Anota Ferrante novamente nos créditos de Lenu: “Mas seguia cotidianamente, já há seis anos, um percurso que eles ignoravam por completo, e que eu, ao contrário, trilhava de modo tão brilhante que chegava a ser a melhor. Com eles eu não podia usar nada daquilo que aprendia diariamente, tinha que me conter, de alguma maneira me auto degradar. O que eu era na escola, ali era obrigada a colocá-lo entre parêntesis ou a usá-lo à traição, para intimidá-los (…) Tinha necessidade – para não correr de volta a Antonio e lhe dizer em lágrimas: sim, você tem razão, não sei o que eu sou e o que realmente quero, te uso e depois te jogo fora, mas não é culpa minha, me sinto dividida em duas metades, me perdoe – que Nino me arrastasse de modo exclusivo para dentro das coisas que ele conhecia, para dentro de suas capacidades, que me reconhecesse como sua igual”.

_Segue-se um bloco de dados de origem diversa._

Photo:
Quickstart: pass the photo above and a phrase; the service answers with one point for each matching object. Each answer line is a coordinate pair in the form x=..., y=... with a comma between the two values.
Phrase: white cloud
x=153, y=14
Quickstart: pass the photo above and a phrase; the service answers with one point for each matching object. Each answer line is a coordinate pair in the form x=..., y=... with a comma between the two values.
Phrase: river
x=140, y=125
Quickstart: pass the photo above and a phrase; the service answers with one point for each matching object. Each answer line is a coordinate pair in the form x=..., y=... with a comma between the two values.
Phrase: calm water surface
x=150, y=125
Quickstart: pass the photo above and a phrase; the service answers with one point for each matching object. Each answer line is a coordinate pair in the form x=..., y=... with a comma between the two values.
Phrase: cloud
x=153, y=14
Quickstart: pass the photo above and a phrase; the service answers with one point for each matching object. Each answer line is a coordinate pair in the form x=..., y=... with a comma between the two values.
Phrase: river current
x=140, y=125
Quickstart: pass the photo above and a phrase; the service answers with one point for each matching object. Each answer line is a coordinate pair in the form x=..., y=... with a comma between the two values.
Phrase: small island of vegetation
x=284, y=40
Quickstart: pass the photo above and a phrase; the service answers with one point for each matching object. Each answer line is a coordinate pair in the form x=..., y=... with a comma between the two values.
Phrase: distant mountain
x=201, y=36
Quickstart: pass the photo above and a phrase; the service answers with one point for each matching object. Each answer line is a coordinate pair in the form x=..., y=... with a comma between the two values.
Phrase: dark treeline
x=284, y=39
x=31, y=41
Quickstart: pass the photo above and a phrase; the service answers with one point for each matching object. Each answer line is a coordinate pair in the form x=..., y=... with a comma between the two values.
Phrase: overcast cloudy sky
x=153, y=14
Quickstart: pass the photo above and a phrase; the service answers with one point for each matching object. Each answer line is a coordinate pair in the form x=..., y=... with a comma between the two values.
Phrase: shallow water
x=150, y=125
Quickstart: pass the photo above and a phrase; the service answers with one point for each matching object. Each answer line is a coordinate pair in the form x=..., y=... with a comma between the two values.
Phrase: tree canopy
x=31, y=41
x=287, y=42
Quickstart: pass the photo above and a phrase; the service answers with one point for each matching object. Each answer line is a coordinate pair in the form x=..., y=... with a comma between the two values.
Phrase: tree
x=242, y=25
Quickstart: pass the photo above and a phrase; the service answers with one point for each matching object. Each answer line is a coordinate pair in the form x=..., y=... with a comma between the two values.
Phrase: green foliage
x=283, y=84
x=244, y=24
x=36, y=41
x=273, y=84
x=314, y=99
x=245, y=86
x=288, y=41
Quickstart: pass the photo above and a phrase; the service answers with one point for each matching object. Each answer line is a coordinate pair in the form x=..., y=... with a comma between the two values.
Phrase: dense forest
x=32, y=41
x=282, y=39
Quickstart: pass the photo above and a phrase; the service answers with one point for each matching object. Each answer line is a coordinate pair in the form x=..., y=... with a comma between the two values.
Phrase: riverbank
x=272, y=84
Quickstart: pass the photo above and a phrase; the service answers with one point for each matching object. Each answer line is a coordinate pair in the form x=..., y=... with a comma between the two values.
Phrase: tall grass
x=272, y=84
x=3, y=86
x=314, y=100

Acaba o romance, e sabemos que outros três darão continuidade à série Napolitana. Copio o que anotei na minha pesquisa, a modo de conclusão: “Mais que um romance sobre a intensidade e complexa dinâmica da amizade feminina, Ferrante aborda as mudanças na Itália no pós-guerra e as transformações pelas quais as vidas das mulheres passaram durante a segunda metade do século XX. Sua prosa clara e fluída evoca o sentimento de descoberta que povoa a infância e cria uma tensão que captura o leitor”. E neste ponto, lido o livro, não posso concordar plenamente. A prosa é sem dúvida magnífica, mesmo na tradução que usei. A mudança das mulheres me parece uma visão excessivamente global quando, insisto, o que destaca é mesmo a complexidade dessa amizade, saturada de comparações, talvez uma ponta de inveja, desafios contínuos. Quer dizer, um olhar excessivo para o próprio umbigo; ou melhor, para o umbigo da outra, e ver se o nosso atinge esse padrão de qualidade. Tem continuação, sim. Mas por ora, vou dar um tempo antes de tornar-me “seguidor” de Ferrante e das complexidades que relata. Com força e estilo na escrita, mas com um narcisismo que me incomoda. Como a figura de Lila sobre Lenu. Um ônus que impede crescer com liberdade.